Atlantic season's 1st tropical storm forms near Belize

MIAMI, Florida -- Tropical Storm Arthur, the first named storm of the 2008 Atlantic season, formed Saturday near the coast of Belize, the U.S. National Hurricane Center said. Tropical Storm Arthur could

Sunday, June 1st 2008, 3:11 am

By: News 9


MIAMI, Florida -- Tropical Storm Arthur, the first named storm of the 2008 Atlantic season, formed Saturday near the coast of Belize, the U.S. National Hurricane Center said.

Tropical Storm Arthur could make its way across the Yucatan and re-emerge in the Gulf of Mexico.

The storm made its way over land and was expected to weaken, but the center said the storm could re-emerge in the Gulf of Mexico and regain intensity Sunday.

At 11 p.m., the center of Arthur was over the southern Yucatan Peninsula, about 80 miles (125 km) west of Chetumal, Mexico, and about 120 miles (195 km) south-southeast of Campeche, Mexico.

It was moving west at about 7 miles (11 km) per hour.

The storm's maximum sustained winds were near 40 mph (65 km/hr), with higher gusts, mainly over water east of its center.

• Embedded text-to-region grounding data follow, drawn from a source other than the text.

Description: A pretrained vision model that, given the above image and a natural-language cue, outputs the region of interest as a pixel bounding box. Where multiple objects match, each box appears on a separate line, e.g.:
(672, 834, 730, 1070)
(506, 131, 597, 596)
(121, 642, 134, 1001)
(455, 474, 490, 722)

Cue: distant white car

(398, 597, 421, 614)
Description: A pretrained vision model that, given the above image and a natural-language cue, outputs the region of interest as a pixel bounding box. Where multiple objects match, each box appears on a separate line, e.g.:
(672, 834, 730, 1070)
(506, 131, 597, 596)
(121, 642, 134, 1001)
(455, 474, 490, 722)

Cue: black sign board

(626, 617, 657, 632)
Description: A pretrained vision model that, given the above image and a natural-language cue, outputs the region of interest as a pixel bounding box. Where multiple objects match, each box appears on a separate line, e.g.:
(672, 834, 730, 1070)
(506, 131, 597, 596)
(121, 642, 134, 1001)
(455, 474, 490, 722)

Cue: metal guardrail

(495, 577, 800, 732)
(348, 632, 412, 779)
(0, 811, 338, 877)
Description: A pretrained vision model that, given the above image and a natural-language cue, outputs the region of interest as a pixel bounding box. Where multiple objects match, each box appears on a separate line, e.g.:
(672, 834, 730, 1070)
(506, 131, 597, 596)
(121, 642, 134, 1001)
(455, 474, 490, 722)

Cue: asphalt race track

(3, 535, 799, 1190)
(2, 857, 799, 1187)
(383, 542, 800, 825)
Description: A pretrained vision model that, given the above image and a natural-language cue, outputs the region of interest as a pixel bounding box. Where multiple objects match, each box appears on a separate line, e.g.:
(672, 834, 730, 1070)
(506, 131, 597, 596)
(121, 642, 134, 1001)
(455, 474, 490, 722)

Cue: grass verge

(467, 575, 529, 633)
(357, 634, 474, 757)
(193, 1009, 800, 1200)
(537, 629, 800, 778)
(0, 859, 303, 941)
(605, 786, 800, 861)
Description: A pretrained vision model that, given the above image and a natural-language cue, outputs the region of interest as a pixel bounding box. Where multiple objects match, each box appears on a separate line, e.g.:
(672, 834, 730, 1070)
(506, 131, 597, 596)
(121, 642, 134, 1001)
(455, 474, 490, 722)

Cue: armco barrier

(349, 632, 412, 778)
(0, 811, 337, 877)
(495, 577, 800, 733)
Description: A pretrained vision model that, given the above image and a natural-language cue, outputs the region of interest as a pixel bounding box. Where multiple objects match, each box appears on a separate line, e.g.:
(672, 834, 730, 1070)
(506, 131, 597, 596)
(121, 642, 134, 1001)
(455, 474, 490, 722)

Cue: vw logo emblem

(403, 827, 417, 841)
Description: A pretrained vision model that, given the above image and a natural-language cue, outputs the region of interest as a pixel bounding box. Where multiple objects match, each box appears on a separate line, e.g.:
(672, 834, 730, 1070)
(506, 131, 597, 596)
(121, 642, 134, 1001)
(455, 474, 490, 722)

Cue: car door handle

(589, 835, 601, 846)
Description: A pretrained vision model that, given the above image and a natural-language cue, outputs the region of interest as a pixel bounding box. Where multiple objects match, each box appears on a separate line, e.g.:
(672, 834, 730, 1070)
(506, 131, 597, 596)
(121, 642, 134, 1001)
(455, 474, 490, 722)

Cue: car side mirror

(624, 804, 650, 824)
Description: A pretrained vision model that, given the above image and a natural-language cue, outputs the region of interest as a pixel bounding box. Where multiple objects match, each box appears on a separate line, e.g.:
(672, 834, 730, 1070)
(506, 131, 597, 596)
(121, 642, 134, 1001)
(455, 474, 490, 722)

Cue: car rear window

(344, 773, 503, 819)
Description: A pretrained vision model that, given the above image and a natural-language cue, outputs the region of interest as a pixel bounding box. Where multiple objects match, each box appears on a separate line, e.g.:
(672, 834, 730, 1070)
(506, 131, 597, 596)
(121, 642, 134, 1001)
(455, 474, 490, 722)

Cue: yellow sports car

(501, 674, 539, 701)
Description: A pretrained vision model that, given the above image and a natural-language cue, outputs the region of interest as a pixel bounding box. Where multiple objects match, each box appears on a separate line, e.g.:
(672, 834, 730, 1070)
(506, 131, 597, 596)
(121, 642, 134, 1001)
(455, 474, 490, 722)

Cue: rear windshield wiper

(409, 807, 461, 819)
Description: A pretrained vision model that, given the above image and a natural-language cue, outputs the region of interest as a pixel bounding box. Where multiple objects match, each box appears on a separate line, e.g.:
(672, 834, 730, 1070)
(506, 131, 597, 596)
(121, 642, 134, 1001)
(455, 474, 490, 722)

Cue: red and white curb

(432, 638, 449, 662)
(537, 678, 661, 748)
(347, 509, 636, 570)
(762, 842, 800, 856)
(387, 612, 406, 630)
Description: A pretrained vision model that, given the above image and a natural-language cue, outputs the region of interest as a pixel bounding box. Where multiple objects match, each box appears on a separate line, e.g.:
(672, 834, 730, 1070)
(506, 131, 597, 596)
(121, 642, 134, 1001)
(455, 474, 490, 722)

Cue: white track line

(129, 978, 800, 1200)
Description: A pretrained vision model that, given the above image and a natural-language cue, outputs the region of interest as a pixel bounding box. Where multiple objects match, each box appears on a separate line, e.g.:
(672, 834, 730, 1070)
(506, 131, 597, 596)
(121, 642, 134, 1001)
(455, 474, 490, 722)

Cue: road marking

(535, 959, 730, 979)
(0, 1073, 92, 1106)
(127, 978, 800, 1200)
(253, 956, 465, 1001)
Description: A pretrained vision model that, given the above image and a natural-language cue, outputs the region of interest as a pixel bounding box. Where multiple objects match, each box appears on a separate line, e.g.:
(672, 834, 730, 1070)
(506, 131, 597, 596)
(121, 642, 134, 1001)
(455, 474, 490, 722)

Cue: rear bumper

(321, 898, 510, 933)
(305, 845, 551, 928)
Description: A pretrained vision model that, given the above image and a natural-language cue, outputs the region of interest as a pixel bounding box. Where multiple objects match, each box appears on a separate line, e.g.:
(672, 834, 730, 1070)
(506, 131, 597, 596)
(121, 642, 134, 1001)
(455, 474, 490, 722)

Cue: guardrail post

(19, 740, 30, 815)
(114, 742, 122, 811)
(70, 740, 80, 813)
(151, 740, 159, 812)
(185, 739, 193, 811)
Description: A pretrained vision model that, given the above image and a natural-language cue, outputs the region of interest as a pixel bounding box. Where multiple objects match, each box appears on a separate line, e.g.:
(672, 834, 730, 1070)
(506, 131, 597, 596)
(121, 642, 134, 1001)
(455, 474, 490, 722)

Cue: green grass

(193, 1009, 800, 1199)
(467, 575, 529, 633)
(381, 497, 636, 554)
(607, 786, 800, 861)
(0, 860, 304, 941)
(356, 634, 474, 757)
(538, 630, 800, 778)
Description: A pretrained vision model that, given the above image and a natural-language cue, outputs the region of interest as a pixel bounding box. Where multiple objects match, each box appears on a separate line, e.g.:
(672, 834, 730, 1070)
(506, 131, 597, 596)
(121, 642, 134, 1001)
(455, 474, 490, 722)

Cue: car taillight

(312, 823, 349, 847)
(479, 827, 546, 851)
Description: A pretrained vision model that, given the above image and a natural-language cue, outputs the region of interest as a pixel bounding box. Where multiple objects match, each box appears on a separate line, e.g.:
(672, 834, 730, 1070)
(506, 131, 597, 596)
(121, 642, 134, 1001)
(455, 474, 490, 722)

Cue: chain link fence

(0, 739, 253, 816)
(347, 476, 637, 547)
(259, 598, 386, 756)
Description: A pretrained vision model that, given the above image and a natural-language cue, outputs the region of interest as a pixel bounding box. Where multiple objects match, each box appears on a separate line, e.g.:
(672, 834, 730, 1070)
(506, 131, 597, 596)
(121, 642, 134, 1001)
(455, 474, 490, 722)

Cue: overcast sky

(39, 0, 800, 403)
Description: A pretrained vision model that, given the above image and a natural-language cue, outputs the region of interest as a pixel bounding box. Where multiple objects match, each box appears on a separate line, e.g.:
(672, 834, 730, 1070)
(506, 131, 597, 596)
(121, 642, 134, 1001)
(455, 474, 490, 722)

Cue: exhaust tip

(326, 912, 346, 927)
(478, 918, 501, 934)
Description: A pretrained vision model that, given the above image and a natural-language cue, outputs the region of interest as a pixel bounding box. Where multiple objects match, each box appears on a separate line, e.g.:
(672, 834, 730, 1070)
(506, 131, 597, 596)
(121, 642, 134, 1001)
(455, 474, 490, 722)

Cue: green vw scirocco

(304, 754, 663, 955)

Tropical storm-force winds extend outward up to 260 miles (415 km) from the center of the storm, forecasters said.

The government of Belize issued a tropical storm warning for the nation's coast, and the government of Mexico issued a tropical storm warning from Cabo Catoche south to the border with Belize.

A tropical storm warning means tropical storm conditions are expected within the warning area -- in this case, within the next six to 12 hours.

The storm was forecast to dump up to 10 inches of rain over Belize, up to 15 inches in isolated areas, the hurricane center said.

The 2008 Atlantic hurricane season begins Sunday.

On Thursday, Tropical Storm Alma, the first one of the year in the eastern Pacific, formed near the west coast of Central America, according to the National Weather Service. The storm was downgraded to a tropical depression and dissipated over the high terrain of Central America.

The federal government's National Oceanic and Atmospheric Administration predicted this month that the Atlantic season would be more active than normal, with up to 16 named storms and up to five major hurricanes of Category 3 or above.

The noted Colorado State University hurricane forecasting team predicted this year that there would be 15 named storms, eight hurricanes and four major hurricanes.

The team calculated a 69 percent chance that at least one major hurricane will make landfall on the U.S. coast.

A survey released this week found that 50 percent of 1,100 adults surveyed in Atlantic and U.S. Gulf Coast states did not have disaster plans or survival kits.

"Nearly one in three said they would not prepare their home until a storm is within 24 hours of landfall," Bill Read, director of the National Hurricane Center, said Thursday.

"Now is the time to buy all that stuff," he said upon the release of the survey by polling firm Mason-Dixon.